Adolescent Mental Health in a Mexican Border City: Experience, Cultural Meaning, and Social Context

Friday, 20 July 2018: 08:54
Oral Presentation
Olga OLIVAS HERNANDEZ, University of California, San Diego, Mexico
Janis H. JENKINS, University of California, San Diego, USA
This paper is based on an ethnographic study of adolescent mental health in a high school (ages 14-17) in Tijuana, B.C., México. A focal area of the study is the investigation of how the sociocultural context shapes adolescents’ experience of anxiety and depression and how adolescents develop strategies to manage these experiences.
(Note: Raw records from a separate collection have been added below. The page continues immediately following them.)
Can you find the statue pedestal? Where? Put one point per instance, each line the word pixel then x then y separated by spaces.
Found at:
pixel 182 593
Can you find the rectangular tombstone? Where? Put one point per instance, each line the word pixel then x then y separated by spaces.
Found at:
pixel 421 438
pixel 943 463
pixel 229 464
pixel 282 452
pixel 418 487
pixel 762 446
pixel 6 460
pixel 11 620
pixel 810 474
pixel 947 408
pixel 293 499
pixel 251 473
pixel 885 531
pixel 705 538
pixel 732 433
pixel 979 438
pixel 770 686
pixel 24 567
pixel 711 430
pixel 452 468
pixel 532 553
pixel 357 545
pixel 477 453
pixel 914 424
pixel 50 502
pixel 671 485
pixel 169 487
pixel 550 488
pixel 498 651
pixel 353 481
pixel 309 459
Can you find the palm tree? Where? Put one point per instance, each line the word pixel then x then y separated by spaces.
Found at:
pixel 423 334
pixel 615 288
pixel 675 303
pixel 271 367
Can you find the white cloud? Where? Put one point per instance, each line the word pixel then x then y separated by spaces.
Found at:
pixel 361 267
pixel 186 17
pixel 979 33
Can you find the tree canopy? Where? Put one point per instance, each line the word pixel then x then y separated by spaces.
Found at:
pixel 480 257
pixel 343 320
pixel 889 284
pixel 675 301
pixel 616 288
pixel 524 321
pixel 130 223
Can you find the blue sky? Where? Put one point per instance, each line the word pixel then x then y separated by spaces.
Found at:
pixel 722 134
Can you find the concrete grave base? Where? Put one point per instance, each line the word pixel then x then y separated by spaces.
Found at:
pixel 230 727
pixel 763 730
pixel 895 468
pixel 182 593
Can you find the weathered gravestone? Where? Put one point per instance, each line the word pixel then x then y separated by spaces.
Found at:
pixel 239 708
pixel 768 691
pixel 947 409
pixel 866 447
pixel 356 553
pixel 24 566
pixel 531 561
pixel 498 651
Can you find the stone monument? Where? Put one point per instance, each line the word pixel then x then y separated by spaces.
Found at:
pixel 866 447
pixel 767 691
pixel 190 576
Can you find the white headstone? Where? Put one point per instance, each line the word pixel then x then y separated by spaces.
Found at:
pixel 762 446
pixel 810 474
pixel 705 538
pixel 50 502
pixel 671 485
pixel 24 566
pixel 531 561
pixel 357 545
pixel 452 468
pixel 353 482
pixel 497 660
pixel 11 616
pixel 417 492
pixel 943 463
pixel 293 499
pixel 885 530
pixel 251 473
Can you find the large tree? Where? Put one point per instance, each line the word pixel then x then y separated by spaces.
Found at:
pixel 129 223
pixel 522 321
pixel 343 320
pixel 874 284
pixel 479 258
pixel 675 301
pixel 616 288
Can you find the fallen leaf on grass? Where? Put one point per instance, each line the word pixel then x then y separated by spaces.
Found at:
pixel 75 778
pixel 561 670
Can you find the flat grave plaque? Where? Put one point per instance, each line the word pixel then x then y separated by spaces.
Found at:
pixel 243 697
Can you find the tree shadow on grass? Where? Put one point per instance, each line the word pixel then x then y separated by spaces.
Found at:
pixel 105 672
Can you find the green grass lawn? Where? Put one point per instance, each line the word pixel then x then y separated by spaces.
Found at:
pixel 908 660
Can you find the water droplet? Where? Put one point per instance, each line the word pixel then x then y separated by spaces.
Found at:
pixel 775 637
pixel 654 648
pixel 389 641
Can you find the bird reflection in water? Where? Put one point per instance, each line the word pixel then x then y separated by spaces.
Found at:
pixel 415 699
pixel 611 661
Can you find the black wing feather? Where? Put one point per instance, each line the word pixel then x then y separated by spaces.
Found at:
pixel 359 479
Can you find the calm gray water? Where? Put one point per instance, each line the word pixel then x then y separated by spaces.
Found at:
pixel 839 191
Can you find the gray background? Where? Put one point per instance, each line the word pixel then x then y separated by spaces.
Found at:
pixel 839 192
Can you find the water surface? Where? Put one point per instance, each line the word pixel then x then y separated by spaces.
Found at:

The aims also include examination of cultural perceptions of emotional wellbeing and help-seeking from multiple perspectives, including teachers and parents. For the past two years, we have conducted focus groups and semi structured interviews, including individual students (N=35 students). The interviews included assessments of depression (PHQ-9 modified for teens) and anxiety (GAD-7). The results of the study highlight the relevance of an interdisciplinary approach of Social Science research to understand the subjective experience, cultural meaning, and the social, cultural, economic and political contexts of contemporary life for adolescents in the border region of Mexico and the United States. Daily life situations faced by those adolescents, such as family interactions, peer relations, and neighborhood characteristics in terms of security and violence, are key elements that we discuss in relation to adolescent mental health.